Page 1 of 2 12 LastLast
Results 1 to 15 of 16
  1. #1
    Join Date
    Nov 2002
    Posts
    15

    Unanswered: HELP - Trying to upload file contents to database on a nightly

    Hi,

    I have created a Java program which I call each night at approximately
    7PM whereby I pick up all files residing in a local directory in a
    pre-defined format. The format is basically part,quantity with the
    file name being [id].txt.

    From this, I create two PreparedStatements.

    1 - INSERT INTO [TABLE] ([id], [part], [quantity])
    AND
    2 - UPDATE [TABLE] SET QUANTITY = ? WHERE ID = [id] and PART = part

    The file contains approximately 110000 lines and it is assumed that
    the file is a full file. I loop through the file calling the
    PreparedStatement(2) and update each part with the new quantity. If I
    hit an error whereby the part does not exist, I insert the part and
    quantity via PreparedStatement(1).

    The problem I have is that this program generally takes 8-9 hours to
    complete which is quite long. We are looking to expand it to update
    many files but at this rate we will have to wait weeks to complete all
    files!!!

    The format of the file can not be changed as it is sent to use from
    another company and they have defined the format.

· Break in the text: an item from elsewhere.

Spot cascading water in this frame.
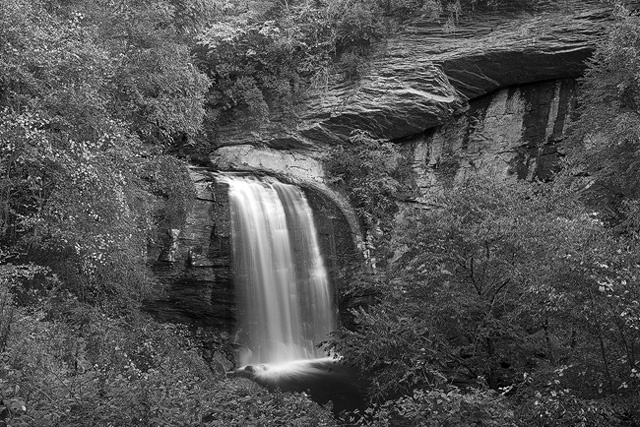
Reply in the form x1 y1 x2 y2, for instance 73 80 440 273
222 175 337 366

    Is there a quicker better way??????

    Please help, I'm at a loss to figure out how to speed this up.

    Shannon

  2. #2
    Join Date
    May 2003
    Location
    USA
    Posts
    5,737
    I am not sure exactly how you are "preparing" the SQL statements. Do you repeat the prepare for each record in the input file, then perform the execute update/inserts? Or is there one prepare for the entire input file and then multiple executes for each record in the file. The first option (a prepare for each record in the input file) is very inefficient. Static SQL would be even better.

    The other question I have is how many inserts are there per day, and are they inserted at the end of the table or in middle of the table (this may depend on the definition of a clustering index and the new part number sequence that is being inserted). If you are doing lots of inserts in the middle of the table, and there is not sufficient free space, then performance will suffer.

    Other things to consider:

    - frequent commits, maybe every 100 input records processed
    - significantly increase size of log buffer
    - significantly increase size of database buffer pool (the total of all buffer pools that are active at any one time should usually be at least 1/4 - 1/2 of total system memory)
    - using separate tablespaces for each table
    - using separate tablespaces for indexes
    - define tables and indexes with sufficient freespace to handle inserts in-between reorgs.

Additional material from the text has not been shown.